Web Scraping in Node.js
Web scrapers are pieces of software which programmatically visit web pages and extract data from them. Web scraping is a bit of a controversial topic due to issues of content duplication. Instead, most web site owners prefer that their data be accessed by publicly available APIs. Unfortunately, many sites provide lackluster APIs, or none at all. This forces many developers to turn to web scraping. This article will teach you how to implement your own web scraper in Node.js.
The first step to web scraping is downloading source code from remote servers. In, “Making HTTP Requests in Node.js,” readers learned how to download pages using the request
module. The following example provides a quick refresher on making GET
requests in Node.js.
var request = require("request");
request({
uri: "http://www.sitepoint.com",
}, function(error, response, body) {
console.log(body);
});
The second, and more difficult, step to web scraping is extracting data from the downloaded source code. On the client side, this would be a trivial task using the selectors API, or a library like jQuery. Unfortunately, these solutions rely on the assumption that a DOM is available for querying. Sadly, Node.js does not provide a DOM. Or does it?
The Cheerio Module
While Node.js does not provide a built in DOM, there are several modules which can construct a DOM from a string of HTML source code.
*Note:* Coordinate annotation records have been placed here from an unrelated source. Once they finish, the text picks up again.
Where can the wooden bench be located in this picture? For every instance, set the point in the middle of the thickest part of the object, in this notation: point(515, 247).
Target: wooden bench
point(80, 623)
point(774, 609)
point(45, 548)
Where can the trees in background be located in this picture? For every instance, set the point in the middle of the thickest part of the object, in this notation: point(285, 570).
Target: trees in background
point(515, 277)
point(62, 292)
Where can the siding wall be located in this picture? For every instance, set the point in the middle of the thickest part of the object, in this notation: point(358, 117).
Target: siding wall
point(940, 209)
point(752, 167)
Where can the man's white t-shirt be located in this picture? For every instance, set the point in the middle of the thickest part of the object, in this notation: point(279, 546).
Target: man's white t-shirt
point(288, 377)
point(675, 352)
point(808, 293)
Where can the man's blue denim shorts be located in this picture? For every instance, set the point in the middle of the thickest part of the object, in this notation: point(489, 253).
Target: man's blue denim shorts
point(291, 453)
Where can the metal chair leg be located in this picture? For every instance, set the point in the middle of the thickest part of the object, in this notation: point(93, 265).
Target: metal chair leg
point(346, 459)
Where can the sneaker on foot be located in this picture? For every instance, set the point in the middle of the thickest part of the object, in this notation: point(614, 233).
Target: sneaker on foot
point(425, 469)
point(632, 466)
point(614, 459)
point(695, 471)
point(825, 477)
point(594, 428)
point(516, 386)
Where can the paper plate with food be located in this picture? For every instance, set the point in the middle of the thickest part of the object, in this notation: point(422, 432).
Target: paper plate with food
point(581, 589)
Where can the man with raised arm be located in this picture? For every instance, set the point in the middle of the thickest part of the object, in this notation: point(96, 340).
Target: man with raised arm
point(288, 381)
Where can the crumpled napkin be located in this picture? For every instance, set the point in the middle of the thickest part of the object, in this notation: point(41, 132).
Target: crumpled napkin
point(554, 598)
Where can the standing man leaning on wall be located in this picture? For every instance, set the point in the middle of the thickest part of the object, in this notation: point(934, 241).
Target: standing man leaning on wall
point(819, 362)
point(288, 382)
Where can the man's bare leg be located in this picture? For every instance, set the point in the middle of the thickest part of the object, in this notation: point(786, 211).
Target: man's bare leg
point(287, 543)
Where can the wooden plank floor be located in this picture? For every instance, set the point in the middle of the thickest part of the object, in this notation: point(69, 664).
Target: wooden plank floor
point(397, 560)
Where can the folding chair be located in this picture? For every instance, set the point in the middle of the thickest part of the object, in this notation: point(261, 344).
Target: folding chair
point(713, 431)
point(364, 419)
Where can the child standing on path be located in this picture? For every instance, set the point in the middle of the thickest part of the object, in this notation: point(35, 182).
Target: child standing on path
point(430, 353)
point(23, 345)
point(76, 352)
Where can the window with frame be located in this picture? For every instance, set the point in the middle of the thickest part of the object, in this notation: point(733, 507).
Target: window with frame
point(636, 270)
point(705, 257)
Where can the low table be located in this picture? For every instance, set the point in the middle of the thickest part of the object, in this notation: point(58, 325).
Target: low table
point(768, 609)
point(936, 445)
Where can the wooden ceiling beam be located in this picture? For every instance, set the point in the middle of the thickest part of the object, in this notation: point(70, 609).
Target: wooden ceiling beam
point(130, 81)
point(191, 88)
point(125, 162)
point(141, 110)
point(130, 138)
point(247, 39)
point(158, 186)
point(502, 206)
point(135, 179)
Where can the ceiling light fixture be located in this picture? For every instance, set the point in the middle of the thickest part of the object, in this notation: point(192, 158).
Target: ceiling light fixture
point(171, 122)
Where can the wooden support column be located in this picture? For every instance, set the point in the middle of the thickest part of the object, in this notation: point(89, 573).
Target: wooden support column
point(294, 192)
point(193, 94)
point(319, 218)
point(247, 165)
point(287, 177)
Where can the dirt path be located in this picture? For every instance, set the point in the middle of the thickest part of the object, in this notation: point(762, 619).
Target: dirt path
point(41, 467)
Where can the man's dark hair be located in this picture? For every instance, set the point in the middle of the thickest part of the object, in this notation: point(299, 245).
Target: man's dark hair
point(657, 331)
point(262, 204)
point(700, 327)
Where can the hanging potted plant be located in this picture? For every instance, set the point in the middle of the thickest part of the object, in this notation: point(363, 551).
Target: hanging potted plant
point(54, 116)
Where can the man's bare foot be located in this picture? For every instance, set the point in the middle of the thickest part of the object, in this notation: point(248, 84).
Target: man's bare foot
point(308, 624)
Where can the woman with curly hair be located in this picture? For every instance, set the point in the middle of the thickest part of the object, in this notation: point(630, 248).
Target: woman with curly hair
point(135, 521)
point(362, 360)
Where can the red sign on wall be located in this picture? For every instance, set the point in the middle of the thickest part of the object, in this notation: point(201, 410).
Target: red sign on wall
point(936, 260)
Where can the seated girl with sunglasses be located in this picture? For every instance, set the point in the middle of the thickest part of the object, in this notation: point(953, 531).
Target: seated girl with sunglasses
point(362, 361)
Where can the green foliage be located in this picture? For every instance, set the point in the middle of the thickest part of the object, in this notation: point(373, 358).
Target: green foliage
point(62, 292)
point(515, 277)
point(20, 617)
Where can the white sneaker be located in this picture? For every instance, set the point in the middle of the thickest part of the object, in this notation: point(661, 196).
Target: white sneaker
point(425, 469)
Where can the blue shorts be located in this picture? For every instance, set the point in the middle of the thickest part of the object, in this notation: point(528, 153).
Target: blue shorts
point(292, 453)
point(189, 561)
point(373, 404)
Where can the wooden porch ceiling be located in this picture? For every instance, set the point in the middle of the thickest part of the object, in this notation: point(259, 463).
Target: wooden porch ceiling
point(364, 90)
Two popular DOM modules are cheerio
and jsdom
. This article focuses on cheerio
, which can be installed using the following command.
npm install cheerio
The cheerio
module implements a subset of jQuery, meaning that many developers will be able to pick it up quickly. In fact, cheerio
is so similar to jQuery that you can easily find yourself trying to use jQuery functions that aren’t implemented in cheerio
.
The following example shows how cheerio
is used to parse HTML strings. The first line imports cheerio
into the program. The html
variable holds the HTML fragment to be parsed. On line 3, the HTML is parsed using cheerio
. The result is assigned to the $
variable. The dollar sign was chosen because it is traditionally used in jQuery. Line 4 selects the <ul>
element using CSS style selectors. Finally, the list’s inner HTML is printed using the html()
method.
var cheerio = require("cheerio");
var html = "<ul><li>foo</li><li>bar</li></ul>";
var $ = cheerio.load(html);
var list = $("ul");
console.log(list.html());
Limitations
cheerio
is under active development, and getting better all the time. However, it still has a number of limitations. The most frustrating aspect of cheerio
is the HTML parser. HTML parsing is a hard problem, and there are a lot of pages in the wild that contain bad HTML. While cheerio
won’t crash on these pages, you might find yourself unable to select elements. This can make it difficult to determine if a bug lies in your selector or the page itself.
Scraping JSPro
The following example combines request
and cheerio
to build a complete web scraper. The example scraper extracts the titles and URLs of all of the articles on the JSPro homepage. The first two lines import the required modules into the example. Lines 3 through 5 download the source code of the JSPro homepage. The source is then passed to cheerio
for parsing.
var request = require("request");
var cheerio = require("cheerio");
request({
uri: "http://www.sitepoint.com",
}, function(error, response, body) {
var $ = cheerio.load(body);
$(".entry-title > a").each(function() {
var link = $(this);
var text = link.text();
var href = link.attr("href");
console.log(text + " -> " + href);
});
});
If you view the JSPro source code, you’ll notice that every article title is a link contained in a <h1>
element of class entry-title
. The selector on line 7 selects all of the article links. The each()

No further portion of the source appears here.